Obama and his advisers have repeatedly pointed to Heineman and other Republicans who opposed the original Keystone XL route out of concern that it would take the project's 700,000-plus daily barrels of emissions-heavy Canadian oil-sands crude across the ecologically vulnerable soil of the Nebraska Sandhills. But since pipeline sponsor TransCanada Corp. agreed to move the XL line around the Sandhills, Heineman has lent his support to the project and helped its backers expedite the approval of a new Nebraska route over lingering opposition from green advocates and the state farmers union.
TransCanada said in a statement today that it would release a new route through Nebraska "very shortly," and Terry told E&ENews PM that he believed state officials already had reached "agreement" with the company on a new path that would soon head for an environmental review.
But in its veto message today, the White House continued to cite "the fact that the pipeline route has yet to be identified" in explaining why Obama's aides would recommend a veto of the House GOP transportation bill. Also, the budget office wrote, "there is no complete assessment of [the pipeline's] potential impacts, including impacts on health and safety, the economy, foreign policy, energy security, and the environment."
As of press time, the House Rules Committee was meeting to determine what the final transportation measure would include when it comes to the floor, with a final vote scheduled for tomorrow.
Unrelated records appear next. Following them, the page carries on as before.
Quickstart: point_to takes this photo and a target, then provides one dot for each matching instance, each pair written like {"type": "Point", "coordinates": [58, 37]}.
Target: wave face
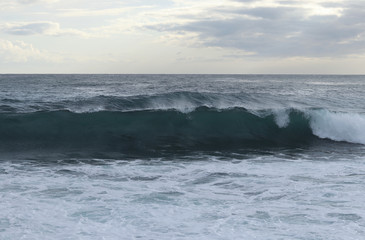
{"type": "Point", "coordinates": [157, 130]}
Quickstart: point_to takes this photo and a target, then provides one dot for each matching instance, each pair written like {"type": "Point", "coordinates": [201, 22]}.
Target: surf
{"type": "Point", "coordinates": [157, 130]}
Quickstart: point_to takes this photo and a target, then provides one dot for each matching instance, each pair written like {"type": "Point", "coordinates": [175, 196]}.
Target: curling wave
{"type": "Point", "coordinates": [153, 130]}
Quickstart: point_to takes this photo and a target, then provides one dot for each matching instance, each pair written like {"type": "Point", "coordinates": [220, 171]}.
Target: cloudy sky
{"type": "Point", "coordinates": [182, 36]}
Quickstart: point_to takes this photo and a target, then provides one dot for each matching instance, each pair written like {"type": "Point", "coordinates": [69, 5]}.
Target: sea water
{"type": "Point", "coordinates": [182, 157]}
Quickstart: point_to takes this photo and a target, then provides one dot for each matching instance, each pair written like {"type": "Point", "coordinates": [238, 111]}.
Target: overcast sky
{"type": "Point", "coordinates": [182, 36]}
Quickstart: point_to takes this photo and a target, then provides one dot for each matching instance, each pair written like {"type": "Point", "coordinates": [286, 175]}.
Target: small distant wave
{"type": "Point", "coordinates": [156, 130]}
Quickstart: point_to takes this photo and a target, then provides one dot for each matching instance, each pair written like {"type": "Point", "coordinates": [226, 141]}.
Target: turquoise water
{"type": "Point", "coordinates": [182, 157]}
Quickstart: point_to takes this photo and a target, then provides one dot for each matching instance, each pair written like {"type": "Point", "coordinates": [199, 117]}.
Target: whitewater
{"type": "Point", "coordinates": [182, 156]}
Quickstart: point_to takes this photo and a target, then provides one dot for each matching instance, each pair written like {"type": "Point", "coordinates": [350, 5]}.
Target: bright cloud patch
{"type": "Point", "coordinates": [284, 29]}
{"type": "Point", "coordinates": [45, 28]}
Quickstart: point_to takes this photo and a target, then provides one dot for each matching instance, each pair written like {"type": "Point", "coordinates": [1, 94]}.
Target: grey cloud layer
{"type": "Point", "coordinates": [283, 31]}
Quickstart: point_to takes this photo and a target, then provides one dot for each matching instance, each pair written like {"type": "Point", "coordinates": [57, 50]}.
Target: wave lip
{"type": "Point", "coordinates": [338, 126]}
{"type": "Point", "coordinates": [158, 130]}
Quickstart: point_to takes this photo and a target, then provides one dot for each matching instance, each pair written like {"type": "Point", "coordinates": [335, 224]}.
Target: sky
{"type": "Point", "coordinates": [183, 36]}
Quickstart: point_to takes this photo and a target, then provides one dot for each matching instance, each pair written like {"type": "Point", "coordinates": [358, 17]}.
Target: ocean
{"type": "Point", "coordinates": [182, 157]}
An initial plan to extend current transportation law for 90 days, representing a shell position intended to bring the House into conference talks with the Senate over its bipartisan new bill, could yet be scrapped by Republicans hoping to resuscitate the infrastructure proposal that ran aground last month after becoming a political headache for Speaker John Boehner (R-Ohio) (E&E Daily, March 27).
Terry said his understanding as of this afternoon is that his Keystone XL language would be the only energy-related element of the bill to be voted on tomorrow, though that limitation would not preclude the chamber from taking up more of the policy reforms sought by House Transportation and Infrastructure Chairman John Mica (R-Fla.).
One of the amendments submitted today to the rules panel, for example, would restore language from Mica's proposal that lowered the barrier of environmental review to new transportation projects.
With the content of the House bill still unclear, the White House's veto message treated the legislation as a 90-day extension of current law. "[T]his legislation would miss a critical opportunity to provide more certainty to states and localities as they undertake the long-term planning and execution of projects and programs that are essential to creating and keeping American workers in good paying jobs, improving the nation's surface transportation infrastructure, and ensuring roadway safety," the president's budget office wrote.